Show officials will work to provide a list of nearby centers that can offer rapid testing for those who fear they may have become exposed while in, or on their way to, Louisville.
Q; What can individuals do to ensure the safety of everyone at the show?
Each individual attending the show has a personal responsibility to comply with all regulations. It is asked that no one “hide” symptoms or attempt to “push through” an illness. To simply put it, if you don’t feel well, do not come to the show grounds.
If possible, it is recommended to self-quarantine for these next few weeks before coming to the show. Everyone has to work together to ensure the safety of all attendees.
Q: What safety precautions have been put in place to protect the show from general unrest in the Louisville community?
There is continued coordination with the Louisville Police Department to have officers on and outside the show grounds. Even though the fair is canceled, the show will continue to have a police presence as well as hired off duty officers and Kentucky State Fair security. With the state fair canceled, there will be fewer people not affiliated with the show, which makes it easier for staff to ensure that those on the grounds have the right to be there for the show. You must have a wristband and be registered to enter.
There will be overnight security provided, as there has been in previous years.
Q: Can barns hire their own security personnel?
Yes.

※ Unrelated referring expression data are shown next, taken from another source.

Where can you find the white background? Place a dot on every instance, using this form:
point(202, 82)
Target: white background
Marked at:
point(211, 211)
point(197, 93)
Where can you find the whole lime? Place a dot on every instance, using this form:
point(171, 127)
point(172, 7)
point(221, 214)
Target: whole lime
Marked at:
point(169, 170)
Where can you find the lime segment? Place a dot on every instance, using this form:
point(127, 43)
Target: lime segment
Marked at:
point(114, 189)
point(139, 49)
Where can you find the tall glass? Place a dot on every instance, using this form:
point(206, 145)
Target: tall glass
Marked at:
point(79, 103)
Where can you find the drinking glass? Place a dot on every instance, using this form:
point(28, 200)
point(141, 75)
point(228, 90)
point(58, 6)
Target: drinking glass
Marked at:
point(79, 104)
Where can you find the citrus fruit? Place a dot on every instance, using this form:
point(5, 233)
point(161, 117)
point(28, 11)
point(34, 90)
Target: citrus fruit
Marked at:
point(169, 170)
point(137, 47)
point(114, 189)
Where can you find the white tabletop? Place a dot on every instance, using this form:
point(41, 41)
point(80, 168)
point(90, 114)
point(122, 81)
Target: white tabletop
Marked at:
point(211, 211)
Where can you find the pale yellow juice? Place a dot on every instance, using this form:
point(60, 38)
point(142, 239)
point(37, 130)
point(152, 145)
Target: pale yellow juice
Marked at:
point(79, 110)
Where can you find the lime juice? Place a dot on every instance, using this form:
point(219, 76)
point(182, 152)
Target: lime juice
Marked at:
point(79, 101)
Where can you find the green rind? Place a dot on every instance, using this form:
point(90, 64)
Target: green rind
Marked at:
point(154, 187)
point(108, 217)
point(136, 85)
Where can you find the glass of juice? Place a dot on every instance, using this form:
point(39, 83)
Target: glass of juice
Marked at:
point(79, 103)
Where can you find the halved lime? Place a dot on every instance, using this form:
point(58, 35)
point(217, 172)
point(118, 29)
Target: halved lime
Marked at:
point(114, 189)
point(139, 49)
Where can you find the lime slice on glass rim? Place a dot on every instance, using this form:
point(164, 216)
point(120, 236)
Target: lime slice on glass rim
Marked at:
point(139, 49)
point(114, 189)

While the credentials and full details still have to be worked out, show staff will allow barns to acquire their own security detail. The board does ask that if you are thinking of taking this route, to get in contact with them and start working out who and when people will be on site. It is asked that these hires come from official security companies. “Bouncers” or “Uncle Bob with a potato gun” do not qualify as official security detail.
The town hall concluded with people asking general questions about the show. The full meeting was recorded and will be available online for everyone who could not attend. If you are considering making the trip to the green shavings this year, it is advised you take some time and watch it in its entirety. Working together, we can ensure a safe and memorable show to honor the breed we all love so much.